Says Niek Van Beers, IT Director at Ziekenhuis Tiel, “Our decision to sign a three year contract with RDB Benelux was based not only on the discount on our annual contract and on extra hours required over and above the contract; but also on the fact that we expect to benefit from a long-standing relationship with RDB Benelux”.
Outsourcing ICT over a long-term period takes away the worry of attaining and retaining highly specialised skills, allowing organisations to focus on other core functions of the business. In the skills scarce market, this is a major concern of any organisation that embarks on a project and then requires maintenance and support thereafter. Having the peace of mind that the right outsource provider has been secured means that management are spared the laborious process of sourcing a new provider every year, and that budgets can be determined and accounted for in advance.
The flip side
Despite the advantages of long-term contracts, the decision to favour shorter term contracts in not unfounded. The prospect of being stuck with an outsource provider that is not meeting an organisation’s requirements, or meeting the bare minimum, is often what impels organisations to choose shorter contracts.
The mentality is that providers who win shorter contracts will be more determined to ensure the contract is renewed when it expires; and this pressure will drive them to go the extra mile for the client. This may be true; yet there are ways in which organisations can gain reassurance that their needs will be met and benefit from the advantages of long-term contracts.
Choosing the right outsource partner is vital
Selecting the outsource provider that will work best with your organisation can be challenging. There are a few key considerations that should be taken into account. It is fundamental to ensure that the outsource provider you choose provides technical staff that are appropriately certified according to their level of experience and position; and that multi-platform, multi operating system support is offered.
While Service Level Agreements (SLAs) are fairly standard, you should insist on one that includes clearly laid out details, such as mean-time-to-respond, mean-time-to-repair and escalation procedures all the way to the top level.

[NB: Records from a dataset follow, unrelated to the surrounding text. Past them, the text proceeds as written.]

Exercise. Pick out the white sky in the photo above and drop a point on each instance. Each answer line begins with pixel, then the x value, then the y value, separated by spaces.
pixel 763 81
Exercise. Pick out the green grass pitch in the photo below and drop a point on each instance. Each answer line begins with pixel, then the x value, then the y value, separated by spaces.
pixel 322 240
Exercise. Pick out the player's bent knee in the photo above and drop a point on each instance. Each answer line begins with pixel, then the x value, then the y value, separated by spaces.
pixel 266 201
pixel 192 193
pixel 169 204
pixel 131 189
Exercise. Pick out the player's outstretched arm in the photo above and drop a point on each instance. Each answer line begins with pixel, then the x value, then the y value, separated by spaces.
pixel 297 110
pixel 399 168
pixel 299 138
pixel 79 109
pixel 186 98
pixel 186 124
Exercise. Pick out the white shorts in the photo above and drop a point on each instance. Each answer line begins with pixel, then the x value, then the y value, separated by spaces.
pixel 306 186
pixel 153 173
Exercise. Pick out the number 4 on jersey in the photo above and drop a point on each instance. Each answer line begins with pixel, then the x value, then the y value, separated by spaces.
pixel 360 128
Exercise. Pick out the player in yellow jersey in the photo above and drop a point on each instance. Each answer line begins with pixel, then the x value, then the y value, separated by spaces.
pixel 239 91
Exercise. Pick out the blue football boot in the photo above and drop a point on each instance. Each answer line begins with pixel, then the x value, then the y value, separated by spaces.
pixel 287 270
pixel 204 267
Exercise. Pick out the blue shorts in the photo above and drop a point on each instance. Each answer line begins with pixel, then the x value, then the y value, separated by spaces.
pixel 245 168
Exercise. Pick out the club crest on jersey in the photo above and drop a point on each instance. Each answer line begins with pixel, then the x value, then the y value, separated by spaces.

This should be combined with an Operations Level Agreement, (OLA) – a contract that specifies how the SLA is executed; something which is often not included as a standard procedure. Your outsourced partner should include a Service Delivery Manager to monitor the service delivery of the project as well as the quality thereof. Regular on-site management meetings will allow the outsourced partner to communicate the progress and completion of project ‘milestones’ or simply let the customer know, in person, exactly how things are progressing. The client must insist on comprehensive documentation of everything that pertains to the project or ongoing support.
Lastly, when selecting an outsourced partner, ensure they have a strong client base and good track-record in retaining annuity contracts for a minimum of five years. In addition, obtain contact details from the outsourced company for annuity contract and project references that have well defined objectives and goals. Establishing the ability of the outsourcer to listen, understand and collaboratively work on defining metrics, goes a long way in minimising misunderstandings before any contracts are signed. It is vital to select one that brings value to your organisation, and delivers on all of the service promises it makes.